Energy investors are having a blast after oil and gas names have seen rapid growth this year. We are nearing the halfway mark into 2022, and some TSX energy stocks have already doubled. Canadian energy bigwig Cenovus Energy (TSX:CVE)(NYSE:CVE) has returned 95% so far, standing tall among its peers. Interestingly, considering its balance sheet strength and supportive macro scenario, it is positioned well for further growth, too.
What’s next for CVE stock?
The energy sector has been in a sweet spot since the pandemic. Notably, Canadian names have rallied more than their U.S. counterparts, mainly because of their relative undervaluation.
Energy names have almost always lagged markets before the pandemic. Investors disdained oil and gas stocks due to massive value erosion. However, things changed upside down after mid-2020, as oil and gas prices rose, thanks to higher demand and flattened supply.
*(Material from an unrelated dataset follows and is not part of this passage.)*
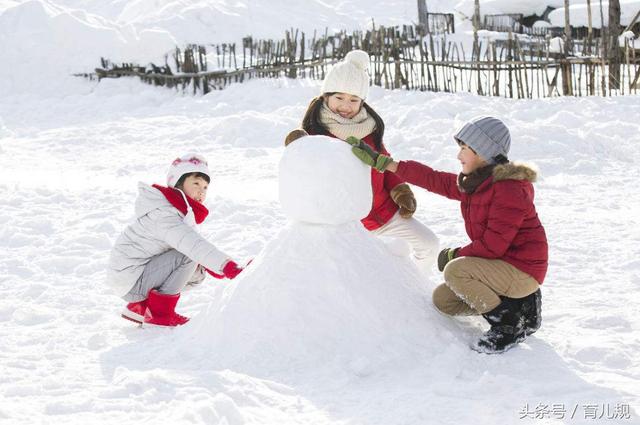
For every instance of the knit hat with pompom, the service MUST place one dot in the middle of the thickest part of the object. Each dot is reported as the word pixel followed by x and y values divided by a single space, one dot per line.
pixel 349 76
Importantly, oil-producing companies maintained a strict capital discipline in this commodity upcycle. They used excess free cash flows for debt repayments and not to substantially increase production. As a result, along with profitability, the financial health of the overall energy sector significantly improved.
Financial growth and balance sheet strength
Cenovus Energy has been no exception. Its net profit in Q1 2022 jumped by nearly eight times compared to the same quarter last year. In addition, free cash flows increased to $1.8 billion during the quarter against $594 million in Q1 2021.
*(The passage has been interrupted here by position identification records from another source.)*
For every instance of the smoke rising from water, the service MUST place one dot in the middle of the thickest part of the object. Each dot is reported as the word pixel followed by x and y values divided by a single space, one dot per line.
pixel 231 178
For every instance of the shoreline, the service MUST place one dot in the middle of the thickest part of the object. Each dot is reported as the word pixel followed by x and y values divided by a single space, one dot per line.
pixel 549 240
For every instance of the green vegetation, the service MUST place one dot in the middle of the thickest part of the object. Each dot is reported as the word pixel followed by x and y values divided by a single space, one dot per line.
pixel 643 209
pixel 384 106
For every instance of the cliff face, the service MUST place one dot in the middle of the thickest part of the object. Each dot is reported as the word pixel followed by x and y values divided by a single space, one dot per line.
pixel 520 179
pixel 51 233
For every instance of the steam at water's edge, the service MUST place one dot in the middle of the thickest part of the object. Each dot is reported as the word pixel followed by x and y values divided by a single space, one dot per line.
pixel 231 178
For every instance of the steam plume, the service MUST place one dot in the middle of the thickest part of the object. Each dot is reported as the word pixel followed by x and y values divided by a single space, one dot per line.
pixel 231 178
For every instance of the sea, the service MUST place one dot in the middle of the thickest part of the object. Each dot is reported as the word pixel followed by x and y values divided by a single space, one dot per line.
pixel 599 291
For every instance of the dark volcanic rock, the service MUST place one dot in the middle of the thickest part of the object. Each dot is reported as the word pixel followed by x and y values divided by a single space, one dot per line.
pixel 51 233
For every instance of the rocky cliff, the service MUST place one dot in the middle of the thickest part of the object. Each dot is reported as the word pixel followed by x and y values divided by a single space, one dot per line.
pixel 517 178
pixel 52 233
Cenovus Energy aggressively repaid the debt due to surging free cash flows, which lightened its balance sheet in the last few quarters. Its net debt was around $13.3 billion in Q1 2021, which came down to $8.4 billion at the end of Q1 2022. Note that lowering debt means lower interest expenses and improved profitability.
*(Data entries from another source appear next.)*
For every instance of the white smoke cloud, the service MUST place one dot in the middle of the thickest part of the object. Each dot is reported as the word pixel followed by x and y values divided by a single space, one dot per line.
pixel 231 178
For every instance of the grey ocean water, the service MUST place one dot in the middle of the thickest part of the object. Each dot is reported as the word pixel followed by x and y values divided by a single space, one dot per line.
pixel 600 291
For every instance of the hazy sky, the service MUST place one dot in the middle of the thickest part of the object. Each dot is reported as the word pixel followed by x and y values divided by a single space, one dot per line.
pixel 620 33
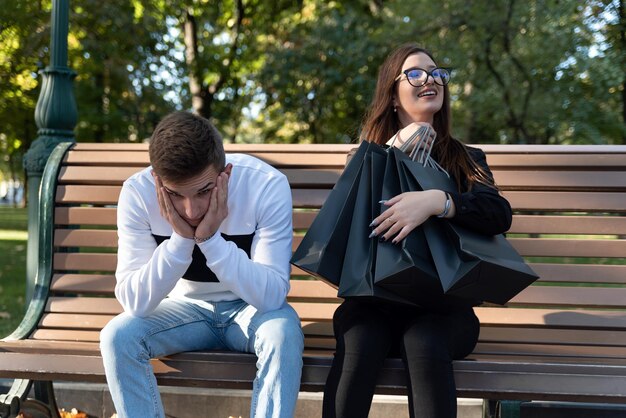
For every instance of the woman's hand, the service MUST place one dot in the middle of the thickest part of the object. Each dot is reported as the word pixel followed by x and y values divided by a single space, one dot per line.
pixel 405 133
pixel 405 212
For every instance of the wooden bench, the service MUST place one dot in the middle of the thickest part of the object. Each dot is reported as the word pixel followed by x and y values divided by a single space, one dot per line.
pixel 563 338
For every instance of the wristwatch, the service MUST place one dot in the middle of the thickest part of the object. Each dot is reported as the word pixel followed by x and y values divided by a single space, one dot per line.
pixel 198 240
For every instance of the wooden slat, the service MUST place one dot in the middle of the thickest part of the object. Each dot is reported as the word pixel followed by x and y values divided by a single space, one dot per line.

Another important thing to note is crude oil has been trading well above US$100 a barrel in the current quarter. Energy companies reaped significant benefits when oil averaged around US$90 during the first quarter. So, their second-quarter results will rather be superior compared to Q1 2022, driving TSX energy stocks even higher.
Cenovus Energy dividends
After reporting solid quarterly performance in Q1, Cenovus increased shareholder dividends three-fold. It will now pay a dividend of $0.42 per share annually, implying an annualized yield of 1.6%.
Though the yield looks trivial, the hike underlines the sweet spot Cenovus is in. It also conveys management’s confidence in its future earnings growth and balance sheet vigour. In addition, investors will likely see more such dividend growth, given the current oil price strength. Cenovus even clarified during its Q1 earnings that it would allocate 100% of its free cash flows to shareholder returns once it reaches a net debt target of $4 billion.
Even after doubling in 2022, Cenovus Energy does not look less appealing. The current oil price rally has brought energy producers a very fundamental change — the balance sheet strength — which none of the earlier rallies did. So, TSX energy stocks, including Cenovus Energy, will likely continue to create meaningful shareholder value, at least in 2022.